Wayne March 5, 2010 2:42 PM

I have conditioned my eyes to ignore any squid blogging so I don’t even notice it anymore. As long as Bruce keeps sharing his wealth of security knowledge pool I am a happy reader:)

jgreco March 5, 2010 3:00 PM

Huh? I thought this was a squid blog that happened to also have cryptography posts. ;P

Seriously though, I love coming in to work on monday and reading the squid posts. I think they act as ‘bookends’ for all of the posts that week, if that makes any sense.

Nobody Special March 5, 2010 4:42 PM

I see you have adapted well to working in Britain.

Mustn’t grumble, it all be all right, worse things happen at sea, …..

Donald Johnston March 5, 2010 7:25 PM

You’re one serious looking dude in that photo. The SSL issue is a bit of “security through obscurity” … i.e. there is so much online traffic the odds you get hit are minimal. So many stories have come out about hundreds of thousands of credit card numbers being lost when a company’s server was hacked that you’d think everyone now knows where the weakest link is. From the “bad guys” point of view he/she has potentially a larger ROI by hacking the web site (100,000+ credit cards) versus hacking an SSL link (1 credit card).

yt March 6, 2010 4:41 AM

@Petréa Mitchell: I got the same ad. I was amused.

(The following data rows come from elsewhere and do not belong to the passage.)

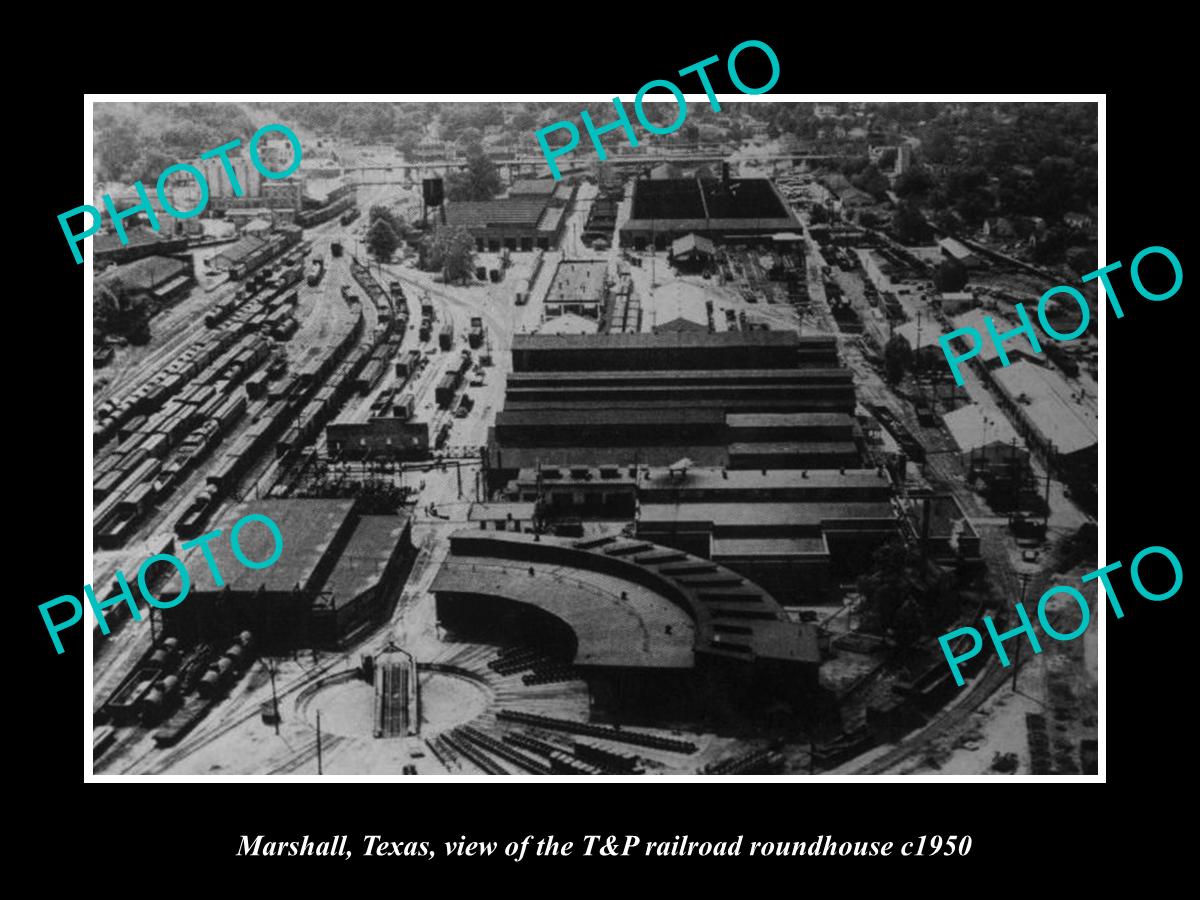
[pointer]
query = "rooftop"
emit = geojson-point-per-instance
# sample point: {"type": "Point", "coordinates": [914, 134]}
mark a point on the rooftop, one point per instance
{"type": "Point", "coordinates": [688, 198]}
{"type": "Point", "coordinates": [532, 187]}
{"type": "Point", "coordinates": [972, 429]}
{"type": "Point", "coordinates": [690, 243]}
{"type": "Point", "coordinates": [309, 528]}
{"type": "Point", "coordinates": [773, 479]}
{"type": "Point", "coordinates": [955, 249]}
{"type": "Point", "coordinates": [365, 559]}
{"type": "Point", "coordinates": [148, 273]}
{"type": "Point", "coordinates": [765, 515]}
{"type": "Point", "coordinates": [727, 547]}
{"type": "Point", "coordinates": [577, 280]}
{"type": "Point", "coordinates": [659, 341]}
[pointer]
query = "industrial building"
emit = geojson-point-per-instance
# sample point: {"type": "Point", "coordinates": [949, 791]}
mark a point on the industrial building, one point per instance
{"type": "Point", "coordinates": [337, 573]}
{"type": "Point", "coordinates": [141, 241]}
{"type": "Point", "coordinates": [987, 441]}
{"type": "Point", "coordinates": [726, 209]}
{"type": "Point", "coordinates": [793, 532]}
{"type": "Point", "coordinates": [580, 287]}
{"type": "Point", "coordinates": [162, 279]}
{"type": "Point", "coordinates": [649, 629]}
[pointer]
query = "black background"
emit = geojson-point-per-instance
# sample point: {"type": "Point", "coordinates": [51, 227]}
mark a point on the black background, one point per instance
{"type": "Point", "coordinates": [190, 833]}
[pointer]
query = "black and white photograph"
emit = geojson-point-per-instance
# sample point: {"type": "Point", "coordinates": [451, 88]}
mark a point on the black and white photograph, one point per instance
{"type": "Point", "coordinates": [467, 438]}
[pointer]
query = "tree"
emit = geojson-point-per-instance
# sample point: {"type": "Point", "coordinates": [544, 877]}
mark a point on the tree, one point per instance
{"type": "Point", "coordinates": [905, 595]}
{"type": "Point", "coordinates": [480, 181]}
{"type": "Point", "coordinates": [451, 250]}
{"type": "Point", "coordinates": [897, 358]}
{"type": "Point", "coordinates": [949, 276]}
{"type": "Point", "coordinates": [382, 240]}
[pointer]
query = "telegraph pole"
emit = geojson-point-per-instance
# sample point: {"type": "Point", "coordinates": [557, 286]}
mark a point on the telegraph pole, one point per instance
{"type": "Point", "coordinates": [1017, 663]}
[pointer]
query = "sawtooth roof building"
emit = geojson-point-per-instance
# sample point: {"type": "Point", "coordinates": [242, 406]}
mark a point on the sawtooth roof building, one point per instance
{"type": "Point", "coordinates": [727, 209]}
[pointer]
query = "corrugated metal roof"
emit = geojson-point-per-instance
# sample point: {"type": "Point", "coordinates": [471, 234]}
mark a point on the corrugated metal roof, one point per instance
{"type": "Point", "coordinates": [652, 341]}
{"type": "Point", "coordinates": [972, 427]}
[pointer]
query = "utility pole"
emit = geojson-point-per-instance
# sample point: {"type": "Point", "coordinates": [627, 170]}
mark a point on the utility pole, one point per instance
{"type": "Point", "coordinates": [275, 700]}
{"type": "Point", "coordinates": [318, 743]}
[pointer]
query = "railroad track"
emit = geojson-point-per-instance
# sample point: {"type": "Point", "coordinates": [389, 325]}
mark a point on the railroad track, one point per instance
{"type": "Point", "coordinates": [201, 739]}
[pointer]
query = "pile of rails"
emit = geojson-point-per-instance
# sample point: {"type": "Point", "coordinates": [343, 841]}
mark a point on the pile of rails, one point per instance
{"type": "Point", "coordinates": [585, 760]}
{"type": "Point", "coordinates": [310, 217]}
{"type": "Point", "coordinates": [209, 678]}
{"type": "Point", "coordinates": [167, 673]}
{"type": "Point", "coordinates": [755, 762]}
{"type": "Point", "coordinates": [451, 381]}
{"type": "Point", "coordinates": [273, 246]}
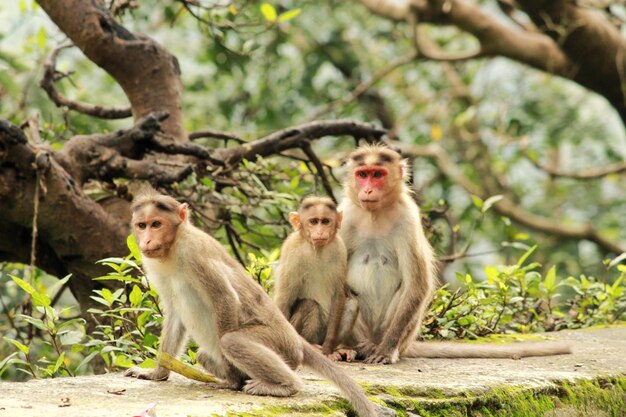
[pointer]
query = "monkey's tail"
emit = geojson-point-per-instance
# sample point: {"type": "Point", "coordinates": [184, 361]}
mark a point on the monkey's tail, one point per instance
{"type": "Point", "coordinates": [355, 394]}
{"type": "Point", "coordinates": [462, 350]}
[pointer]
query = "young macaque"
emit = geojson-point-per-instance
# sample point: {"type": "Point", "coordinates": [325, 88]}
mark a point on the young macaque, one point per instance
{"type": "Point", "coordinates": [310, 286]}
{"type": "Point", "coordinates": [392, 267]}
{"type": "Point", "coordinates": [243, 337]}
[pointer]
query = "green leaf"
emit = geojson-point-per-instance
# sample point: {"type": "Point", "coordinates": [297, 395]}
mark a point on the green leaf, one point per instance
{"type": "Point", "coordinates": [35, 322]}
{"type": "Point", "coordinates": [86, 360]}
{"type": "Point", "coordinates": [269, 12]}
{"type": "Point", "coordinates": [23, 348]}
{"type": "Point", "coordinates": [131, 242]}
{"type": "Point", "coordinates": [123, 362]}
{"type": "Point", "coordinates": [526, 255]}
{"type": "Point", "coordinates": [107, 295]}
{"type": "Point", "coordinates": [148, 363]}
{"type": "Point", "coordinates": [135, 296]}
{"type": "Point", "coordinates": [42, 37]}
{"type": "Point", "coordinates": [492, 273]}
{"type": "Point", "coordinates": [59, 362]}
{"type": "Point", "coordinates": [478, 202]}
{"type": "Point", "coordinates": [59, 284]}
{"type": "Point", "coordinates": [490, 202]}
{"type": "Point", "coordinates": [550, 280]}
{"type": "Point", "coordinates": [288, 15]}
{"type": "Point", "coordinates": [71, 338]}
{"type": "Point", "coordinates": [617, 260]}
{"type": "Point", "coordinates": [39, 299]}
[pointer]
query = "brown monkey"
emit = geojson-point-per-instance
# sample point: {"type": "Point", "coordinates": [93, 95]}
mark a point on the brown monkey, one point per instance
{"type": "Point", "coordinates": [392, 267]}
{"type": "Point", "coordinates": [244, 339]}
{"type": "Point", "coordinates": [310, 283]}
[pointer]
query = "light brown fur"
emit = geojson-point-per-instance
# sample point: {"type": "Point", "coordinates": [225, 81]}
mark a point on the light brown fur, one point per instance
{"type": "Point", "coordinates": [391, 265]}
{"type": "Point", "coordinates": [310, 283]}
{"type": "Point", "coordinates": [244, 339]}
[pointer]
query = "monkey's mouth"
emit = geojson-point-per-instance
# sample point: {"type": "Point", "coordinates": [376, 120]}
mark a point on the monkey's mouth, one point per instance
{"type": "Point", "coordinates": [152, 253]}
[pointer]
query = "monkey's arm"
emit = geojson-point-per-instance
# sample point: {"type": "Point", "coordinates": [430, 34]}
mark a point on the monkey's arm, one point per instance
{"type": "Point", "coordinates": [335, 316]}
{"type": "Point", "coordinates": [216, 289]}
{"type": "Point", "coordinates": [288, 280]}
{"type": "Point", "coordinates": [172, 337]}
{"type": "Point", "coordinates": [411, 302]}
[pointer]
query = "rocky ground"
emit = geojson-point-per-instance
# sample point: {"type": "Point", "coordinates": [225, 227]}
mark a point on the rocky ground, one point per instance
{"type": "Point", "coordinates": [590, 382]}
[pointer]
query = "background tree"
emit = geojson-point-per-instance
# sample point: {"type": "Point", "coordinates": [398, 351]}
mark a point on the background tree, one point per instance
{"type": "Point", "coordinates": [517, 106]}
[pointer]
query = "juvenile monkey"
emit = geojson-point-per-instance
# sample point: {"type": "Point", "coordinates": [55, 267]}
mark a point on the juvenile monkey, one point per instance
{"type": "Point", "coordinates": [310, 283]}
{"type": "Point", "coordinates": [244, 339]}
{"type": "Point", "coordinates": [392, 267]}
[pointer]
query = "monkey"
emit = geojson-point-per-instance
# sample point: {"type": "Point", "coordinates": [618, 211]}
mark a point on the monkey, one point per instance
{"type": "Point", "coordinates": [244, 339]}
{"type": "Point", "coordinates": [392, 267]}
{"type": "Point", "coordinates": [310, 287]}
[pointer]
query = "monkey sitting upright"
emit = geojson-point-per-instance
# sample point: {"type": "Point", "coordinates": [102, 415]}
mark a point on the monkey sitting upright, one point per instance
{"type": "Point", "coordinates": [311, 288]}
{"type": "Point", "coordinates": [243, 337]}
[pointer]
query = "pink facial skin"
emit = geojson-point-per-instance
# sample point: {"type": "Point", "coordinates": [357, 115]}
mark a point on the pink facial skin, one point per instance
{"type": "Point", "coordinates": [370, 181]}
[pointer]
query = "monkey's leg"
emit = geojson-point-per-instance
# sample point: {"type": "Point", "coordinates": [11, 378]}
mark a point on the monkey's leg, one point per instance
{"type": "Point", "coordinates": [222, 369]}
{"type": "Point", "coordinates": [250, 350]}
{"type": "Point", "coordinates": [307, 318]}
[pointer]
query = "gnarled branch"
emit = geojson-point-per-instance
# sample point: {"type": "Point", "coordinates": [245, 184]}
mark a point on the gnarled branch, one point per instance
{"type": "Point", "coordinates": [51, 76]}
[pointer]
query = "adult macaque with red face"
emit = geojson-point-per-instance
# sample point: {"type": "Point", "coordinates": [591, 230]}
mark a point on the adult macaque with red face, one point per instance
{"type": "Point", "coordinates": [243, 337]}
{"type": "Point", "coordinates": [392, 268]}
{"type": "Point", "coordinates": [311, 279]}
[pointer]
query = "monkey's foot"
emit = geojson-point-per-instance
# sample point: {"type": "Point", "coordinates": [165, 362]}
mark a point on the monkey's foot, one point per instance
{"type": "Point", "coordinates": [382, 358]}
{"type": "Point", "coordinates": [155, 374]}
{"type": "Point", "coordinates": [229, 385]}
{"type": "Point", "coordinates": [258, 387]}
{"type": "Point", "coordinates": [347, 355]}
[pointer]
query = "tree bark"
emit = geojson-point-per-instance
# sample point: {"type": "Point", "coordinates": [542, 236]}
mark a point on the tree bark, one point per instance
{"type": "Point", "coordinates": [130, 59]}
{"type": "Point", "coordinates": [572, 42]}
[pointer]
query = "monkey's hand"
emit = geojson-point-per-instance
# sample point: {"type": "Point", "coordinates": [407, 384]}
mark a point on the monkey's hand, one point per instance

We hear so much about the trade-off between security and privacy, when the real issue is apparently the trade-off between security and squid.

Ryan March 8, 2010 4:16 AM

“SSL doesn’t matter.”
There have not been eavesdropper or man-in-the middle attacks BECAUSE we use SSL (TLS). If there would be successful attacks against SSL there would surely be more breaches than there are today.